The tone of the article, in my opinion, was a New York Times feature at its worst. It had that arrogant, patronizing, smug, almost anthropological feel. “Why look at these quaint little Bostonians,” the sub-text sneered. “What silly and exotic customs they practice out in the provincial backwoods.”
Normally, it’s the kind of NYT article that makes me want to wretch. There are few things I find more distasteful than bourgeois cultural imperialism, something the Times’ lighter fare seems to specialize in. But in this case I found myself championing that condescending approach and wanting to pour more on myself, and not because I’m a native New Yorker. No, it’s because I live in Baltimore. And Baltimore, along with cities such as Chicago, Philadelphia and Pittsburgh, the article noted, engage in the same practice. It’s something I’ve been witness to and endlessly appalled by for ten winters now.
I think it is the absolute height of petulance. Talk about immature, selfish, childish, wah wah wah bullshit.
So far as I can understand it, the basic rationale is this. Well I worked hard to dig my car out and create this parking spot! I earned it, so why should someone else get it?
Well, two reasons actually. Number one, it’s a public street, not your private driveway. It’s a small strip of a large system of roads that we all pay taxes to maintain, and it belongs to everyone, which is why what you’re doing is actually illegal. Number two, who the hell do you think is parking in your spot anyway? Someone who didn’t “earn it?” You think the person who ends up parking there didn’t have to dig their car out, but somehow had it magically freed by the Snow Shovel Faeries? I mean, talk about self-rationalizing bullshit.
Oh, and I forgot, there’s a third reason. Because you’re an adult and you shouldn’t act like a spoiled brat.
Okay, so I got that off my chest, and thank you for indulging me. But is there a more interesting way to consider this?
An economist might observe that this kind of behavior creates an all-or-nothing marketplace. That either no one does it or everyone does it, because once some people start, demand skyrockets and value soars as consumers get caught in the shrinking supply of musical chairs.
But I’m not an economist, so I have no pithy freakanomics-like take on this. Rather, I’m a historian who is studying the demise of communities in America. So how does it relate to that?
The truth is, I’m not sure. On the one hand, I’m tempted to agree with a friend, a fellow New Yorker who thinks this behavior is the antithesis of community spirit. He too now lives here, and as we sit at the deli and kvetch, he moans about how this kind of selfish behavior represents an erosion of community because of its decidedly uncivil behavior.
However, for my friend’s interpretation to hold, you have to set a certain parameter for communities, one that presumes their rules always promote civil behavior.

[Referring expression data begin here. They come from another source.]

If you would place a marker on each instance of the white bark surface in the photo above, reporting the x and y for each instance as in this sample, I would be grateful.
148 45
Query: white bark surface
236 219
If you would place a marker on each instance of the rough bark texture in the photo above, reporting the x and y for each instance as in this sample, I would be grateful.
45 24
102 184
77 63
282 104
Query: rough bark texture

In reality, communities can be quite awful at times. For example, just think of all the post-Civil War communities across America that enforced racial segregation. Yes, communities create rules, that much is for certain. They’re just not always good rules.
So if I’m honest with myself, I have to say that this particular custom, which pisses me off to no end, may not be a sign community disintegration, but rather a grasping, gasping vestige of how local communities used to set and enforce various practices and customs for the members. It’s not a law from the larger society, and it’s not just a few rogue individuals. It’s whole neighborhoods developing and engaging in a strong cultural practice.
Shit.
Although I do occasionally fight back. Last week when a neighbor, whom I don’t particularly care for anyway, put a plastic lawn chair in a spot in front of my house that he didn’t even dig out to begin with, I picked it up, walked it down the block, and deposited it at the front door of the local Salvation Army. I didn’t give their Santa any change this year, so that’ll have to do.